Entre l'âge de deux et quatre mois, des modifications de la denture peuvent apporter des informations, pas précises au jour près, mais assez fiables sur l'âge des chiots pour exclure des animaux manifestement trop jeunes pour être importés, rappelle l'Anses dans son rapport.

Dans cette fourchette d'âge de deux à quatre mois,

  • Le chiot n'a pas de canine adulte. La canine adulte apparaît plus tardivement (vers 5-6 mois)
  • S'il a des dents de lait peu usées, le chiot se situe dans la fourchette basse, aux alentours de l'âge de deux mois, bien trop jeune pour voyager sans sa mère.
  • Si les incisives de lait sont très usées, le chiot s'approche de l'âge de trois à quatre mois.
  • S'il a les premières incisives adultes (pinces), il est dans la fourchette haute, vers trois mois et demi ou quatre mois, soit entre 15 et 17 semaines d'âge.
  • Si la pince et la mitoyenne adultes sont présentes, ainsi que, dans les dents de lait, la prémolaire Pm1 et la molaire M1, les animaux sont âgés plus de quatre mois.

Ce calendrier peut varier d'environ deux semaines. À 15 semaines (presque quatre mois), la pince adulte peut, dans quelques cas, ne pas être encore sortie. Mais, dans ce cas, les incisives de lait apparaîtront très usées.

La présence des premières dents adultes dans la bouche sur un chiot importé — donc, dans la plupart des cas, âgé de 15 semaines — ne permet pas de garantir que l'animal est bien vacciné contre la rage à 12 semaines. Mais, elle est bien compatible avec une vaccination à 12 semaines d'âge et une importation au moins trois semaines plus tard

« Au moins une dent adulte sur tout chien importé en France »
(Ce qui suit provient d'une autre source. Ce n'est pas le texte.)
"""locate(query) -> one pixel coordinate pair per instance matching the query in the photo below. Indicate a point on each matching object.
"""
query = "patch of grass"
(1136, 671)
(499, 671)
À l'inverse, l'absence d'une dent définitive laisse fortement suspecté que l'animal n'a pas l'âge de 15 semaines requis pour avoir été vacciné à 12 semaines d'âge depuis plus de trois semaines.

Face à ce constat, les députés et les sénateurs ont donc tenté l'impossible, « de prendre la lune avec les dents » selon cette expression populaire de XVI° siècle. Dans la loi contre la maltraitance animale, ils ont précisé, à l'article 17, que « tout chien importé ou introduit en France [devra] disposer d'au moins une dent adulte » [article L. 236-1 du code rural]. La présence d'au moins une pince adulte garantit que le chiot importé est âgé a minima de 3,5 à 4 mois. Même si cela ne garantit pas que le passeport ne soit pas falsifié, cela garantit que ce chiot a l'âge requis pour être importé en France.
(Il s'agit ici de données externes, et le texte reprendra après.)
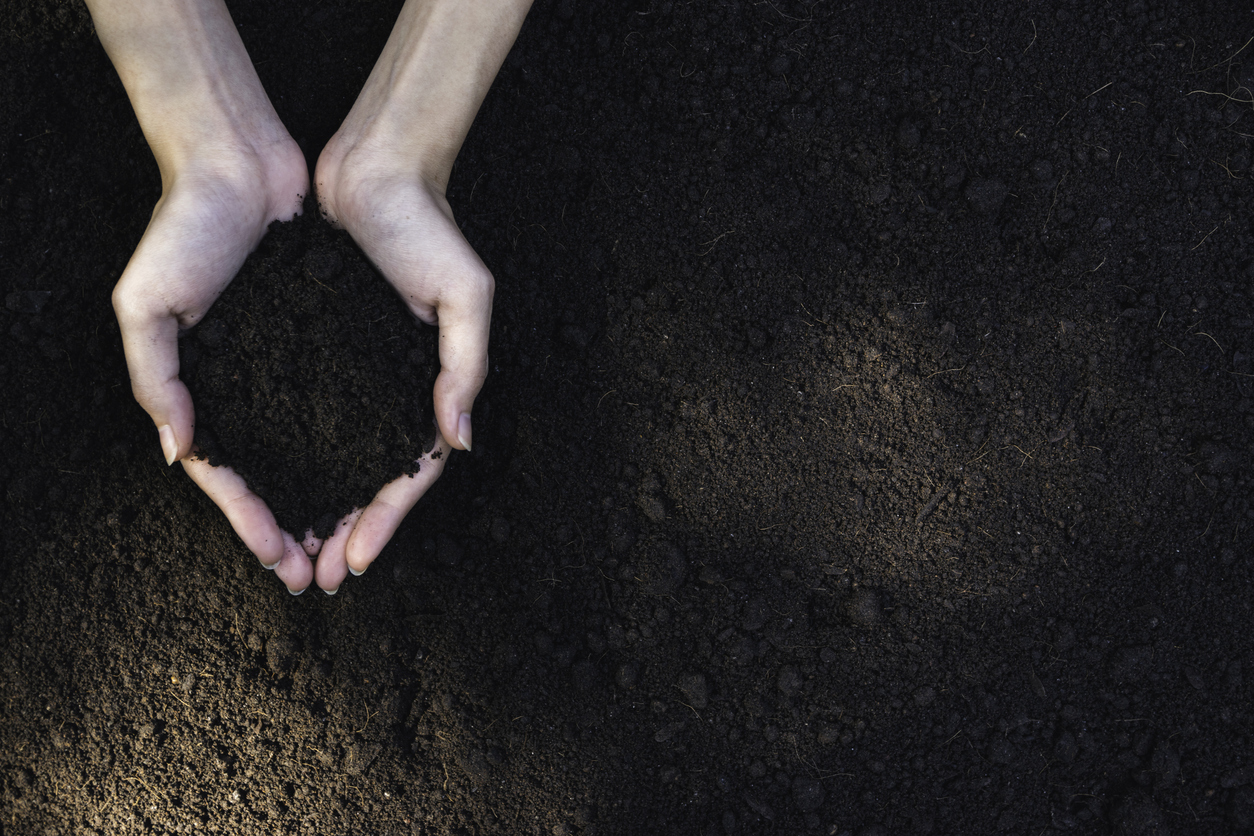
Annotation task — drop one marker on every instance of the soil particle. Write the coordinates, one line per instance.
(864, 608)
Dans ce même article 17 de cette loi, d'autres mesures ont été prises pour bloquer plus efficacement les « trafics » de chiots (ou, plus rarement, de chatons) provenant d'autres pays de l'UE (ou importés de pays tiers) dans des conditions sanitaires non conformes.
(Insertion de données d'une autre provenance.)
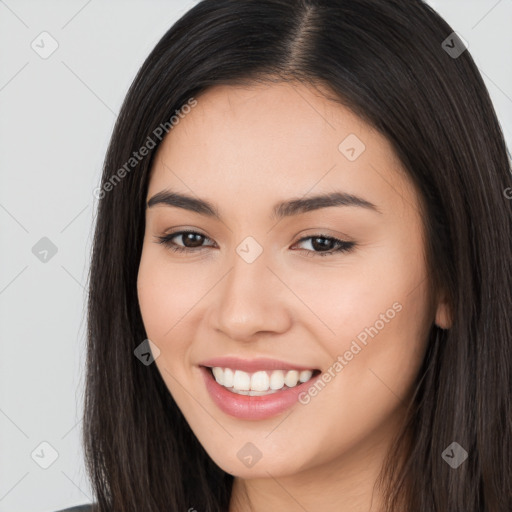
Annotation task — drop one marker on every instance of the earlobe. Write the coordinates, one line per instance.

« Armés jusqu'aux dents », des inspecteurs peuvent faire payer les trafiquants

Depuis décembre, les inspecteurs sont donc bien mieux armés contre les trafiquants, « armés jusqu'aux dents » peut-on dire.

Le constat d'un manquement répété aux règles sanitaires ou d'identification des animaux (chiens, chats, furets) « importés » depuis l'UE ou de pays tiers devra désormais conduire à la suspension de l'activité du contrevenant pour une durée d'au moins 6 mois (article L. 206-2 I bis du code rural). Cette suspension sera ordonnée par « l'autorité administrative ». Cette suspension pourrait donc conduire à la fermeture provisoire des animaleries qui présenterait, de manière répétée, des chiens, des chats ou furets importés en infraction avec la réglementation.

En outre, la mise en quarantaine des animaux importés « illégalement » (en infraction avec les règles d'identification animale ou les règles sanitaires de l'article L. 236-1) n'était jusque-là possible qu'en cas manquement « grave et répété ».

Désormais, la loi n'exige plus que cette infraction soit « grave et surtout répétée » pour, dès le premier écart, procéder à la mise en quarantaine des animaux importés (article L. 236-5). Les frais de contrôle et de mises en quarantaine sont désormais à la charge du contrevenant. Ils ne l'étaient pas jusqu'à présent.

Quand les autorités « montrent les dents », les trafiquants « mordent la poussière ».